A single mum is "shocked and relieved" to learn a letter postponing her life-changing surgery was sent in error.
However, the 26-year-old was surprised to be informed of the mistake by Newshub, instead of the Bay of Plenty District Health Board.
Elicia Andrews is one in 10 New Zealand women suffering from endometriosis - a disease where tissue similar to the lining of the uterus is found in places outside the womb. The side effects include pelvic pain, bowel problems, vomiting, fatigue and infertility.
Some days, the psychology student can't get out of bed. Drugs as strong as morphine are used to ease her debilitating pain.
While trying to build a life for her three-year-old son, the letter brought the single mum to tears.
In a consultation in June, Andrews was told her surgery was "semi-urgent".
Two weeks later, the Bay of Plenty DHB wrote to her advising it was "unable to confirm a date or timeframe" for when surgery could take place, "due to COVID-19 and the restrictions placed on hospital services".
The document stated hospitals are limiting the delivery of planned care services to ensure they are "prepared to respond to the pandemic".
Andrews remembers feeling extremely anxious. Her heart was broken as the surgery was a "light at the end of the tunnel" after her 13-year battle against endometriosis.
Commonly, the longer the surgery takes, the more likely fertility is affected.
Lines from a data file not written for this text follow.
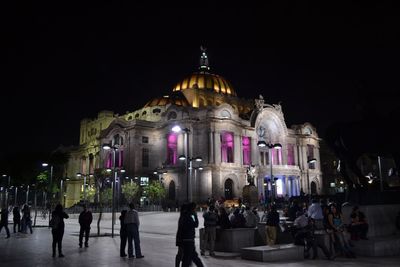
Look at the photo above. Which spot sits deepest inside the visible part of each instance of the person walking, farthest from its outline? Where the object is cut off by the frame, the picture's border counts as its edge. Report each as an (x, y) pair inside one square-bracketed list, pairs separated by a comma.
[(26, 218), (210, 228), (57, 228), (16, 219), (178, 241), (187, 226), (123, 234), (132, 227), (4, 221), (272, 225), (85, 219)]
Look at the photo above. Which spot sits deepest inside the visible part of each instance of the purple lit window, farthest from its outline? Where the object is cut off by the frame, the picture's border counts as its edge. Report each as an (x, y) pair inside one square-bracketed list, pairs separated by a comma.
[(246, 150), (172, 149), (109, 160), (227, 147), (310, 155), (121, 158), (276, 155), (291, 154)]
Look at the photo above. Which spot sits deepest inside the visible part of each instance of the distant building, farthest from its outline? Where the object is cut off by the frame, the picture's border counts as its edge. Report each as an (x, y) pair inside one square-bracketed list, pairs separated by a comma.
[(226, 131)]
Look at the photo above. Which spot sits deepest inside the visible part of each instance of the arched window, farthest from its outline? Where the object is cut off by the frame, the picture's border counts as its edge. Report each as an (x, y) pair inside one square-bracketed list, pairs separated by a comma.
[(228, 189), (313, 188), (171, 190), (227, 146), (246, 150), (172, 148)]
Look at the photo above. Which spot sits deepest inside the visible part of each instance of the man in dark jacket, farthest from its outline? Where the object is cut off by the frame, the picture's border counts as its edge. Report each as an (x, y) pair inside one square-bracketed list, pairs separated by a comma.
[(272, 225), (210, 228), (188, 222), (85, 219), (4, 221), (17, 219)]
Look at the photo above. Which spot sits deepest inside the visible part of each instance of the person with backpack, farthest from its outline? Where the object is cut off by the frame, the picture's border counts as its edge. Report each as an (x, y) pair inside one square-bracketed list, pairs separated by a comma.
[(85, 219), (57, 228), (4, 221), (210, 228)]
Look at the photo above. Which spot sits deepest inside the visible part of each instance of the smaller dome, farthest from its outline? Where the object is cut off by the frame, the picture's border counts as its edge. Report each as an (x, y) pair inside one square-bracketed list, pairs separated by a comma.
[(175, 99), (206, 81)]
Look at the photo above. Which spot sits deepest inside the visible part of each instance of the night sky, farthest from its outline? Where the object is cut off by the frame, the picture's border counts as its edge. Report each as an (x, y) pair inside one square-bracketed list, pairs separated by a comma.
[(62, 63)]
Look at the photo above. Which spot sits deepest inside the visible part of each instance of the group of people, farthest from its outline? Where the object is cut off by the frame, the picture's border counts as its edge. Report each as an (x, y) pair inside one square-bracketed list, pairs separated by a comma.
[(129, 232), (21, 223), (311, 226)]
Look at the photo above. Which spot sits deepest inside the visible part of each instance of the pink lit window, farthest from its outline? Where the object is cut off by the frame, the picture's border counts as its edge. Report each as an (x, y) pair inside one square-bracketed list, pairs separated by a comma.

In an email to Newshub, a DHB spokesperson apologised for the distress caused following an enquiry into Andrews' case - but the mother is confused as to how a mistake so severe could occur.
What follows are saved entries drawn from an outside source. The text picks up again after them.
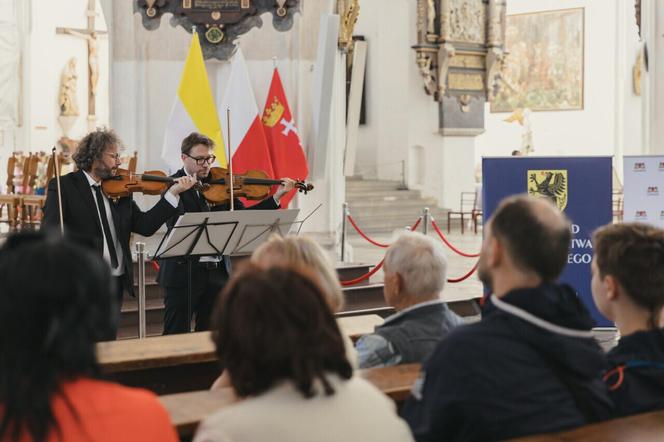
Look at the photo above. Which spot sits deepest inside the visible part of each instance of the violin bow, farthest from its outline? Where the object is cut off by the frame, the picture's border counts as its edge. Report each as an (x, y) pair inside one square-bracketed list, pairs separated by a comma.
[(230, 158), (56, 169)]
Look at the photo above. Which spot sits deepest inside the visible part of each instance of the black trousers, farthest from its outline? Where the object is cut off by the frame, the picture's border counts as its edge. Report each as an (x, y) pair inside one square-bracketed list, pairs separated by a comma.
[(111, 333), (205, 290)]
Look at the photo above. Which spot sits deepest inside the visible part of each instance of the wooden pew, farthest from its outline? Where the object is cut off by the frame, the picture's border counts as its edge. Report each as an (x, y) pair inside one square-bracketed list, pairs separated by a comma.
[(647, 427), (186, 362), (188, 409)]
The spokesperson believes the letter was an "administrative error" and the content contained only applied to the level 4, 3 and 2 periods of the COVID-19 response.
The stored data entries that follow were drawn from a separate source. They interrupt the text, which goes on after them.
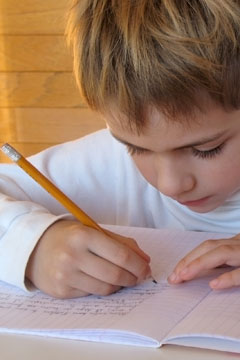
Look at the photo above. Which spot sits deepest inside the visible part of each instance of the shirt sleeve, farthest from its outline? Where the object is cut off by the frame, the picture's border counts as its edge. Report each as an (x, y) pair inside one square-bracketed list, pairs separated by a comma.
[(22, 224), (27, 210)]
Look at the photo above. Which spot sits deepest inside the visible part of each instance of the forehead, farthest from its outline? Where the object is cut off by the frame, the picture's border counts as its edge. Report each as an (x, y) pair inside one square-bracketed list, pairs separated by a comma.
[(173, 132)]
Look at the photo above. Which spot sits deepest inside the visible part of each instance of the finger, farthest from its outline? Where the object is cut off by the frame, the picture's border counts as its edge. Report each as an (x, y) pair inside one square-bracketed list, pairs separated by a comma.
[(223, 254), (226, 280), (199, 251), (81, 282), (131, 243), (106, 271), (119, 254)]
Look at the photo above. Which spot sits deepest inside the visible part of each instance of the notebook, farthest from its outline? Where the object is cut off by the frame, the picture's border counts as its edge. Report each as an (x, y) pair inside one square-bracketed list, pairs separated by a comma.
[(148, 315)]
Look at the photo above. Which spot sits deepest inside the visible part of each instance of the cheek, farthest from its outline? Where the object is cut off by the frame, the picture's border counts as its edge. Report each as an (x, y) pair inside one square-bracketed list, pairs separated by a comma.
[(146, 167)]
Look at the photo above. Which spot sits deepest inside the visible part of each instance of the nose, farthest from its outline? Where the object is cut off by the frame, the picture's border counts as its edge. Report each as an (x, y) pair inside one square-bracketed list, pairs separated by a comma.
[(174, 177)]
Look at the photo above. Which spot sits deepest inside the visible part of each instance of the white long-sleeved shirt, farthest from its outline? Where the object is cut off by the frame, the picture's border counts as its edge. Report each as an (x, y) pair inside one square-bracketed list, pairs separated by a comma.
[(97, 173)]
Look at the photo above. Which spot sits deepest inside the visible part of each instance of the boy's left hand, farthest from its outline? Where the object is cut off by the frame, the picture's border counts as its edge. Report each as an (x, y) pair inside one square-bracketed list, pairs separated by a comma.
[(209, 255)]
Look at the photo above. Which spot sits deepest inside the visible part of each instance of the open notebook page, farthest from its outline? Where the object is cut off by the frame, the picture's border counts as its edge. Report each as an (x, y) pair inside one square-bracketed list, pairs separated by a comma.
[(149, 309)]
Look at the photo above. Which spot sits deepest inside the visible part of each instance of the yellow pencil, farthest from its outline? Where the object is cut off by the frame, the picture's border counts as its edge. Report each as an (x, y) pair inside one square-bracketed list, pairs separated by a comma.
[(15, 156)]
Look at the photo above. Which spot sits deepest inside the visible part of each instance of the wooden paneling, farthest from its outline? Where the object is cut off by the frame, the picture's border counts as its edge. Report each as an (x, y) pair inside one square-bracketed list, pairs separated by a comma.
[(21, 89), (39, 102), (47, 125), (32, 16), (34, 53)]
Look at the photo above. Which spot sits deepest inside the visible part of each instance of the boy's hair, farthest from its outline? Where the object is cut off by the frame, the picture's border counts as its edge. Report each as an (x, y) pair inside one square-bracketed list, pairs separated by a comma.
[(129, 54)]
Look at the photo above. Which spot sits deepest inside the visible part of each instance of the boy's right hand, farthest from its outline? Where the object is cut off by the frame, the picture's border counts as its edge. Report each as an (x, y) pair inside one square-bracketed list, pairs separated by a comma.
[(73, 260)]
The young mum has battled endometriosis since she was 13, but was only diagnosed at 21.
Endometriosis is incurable, but surgery can help to improve fertility and reduce pain levels.
Five years ago, she had surgery to treat her endometriosis and says it changed her life, giving her more freedom and comfortability to raise her son.
"It's not a surgery I can live without. It's a lifechanging operation for me, it's not really one I can just skip."
Andrews wants better awareness of endometriosis in New Zealand, feeling misunderstood by doctors and nurses when she tried to get help.
In March 2020, the Government released a 'best practice guide' for endometriosis treatment. The guide aims to empower health professions to identify symptoms, diagnose earlier and improve outcomes for patients.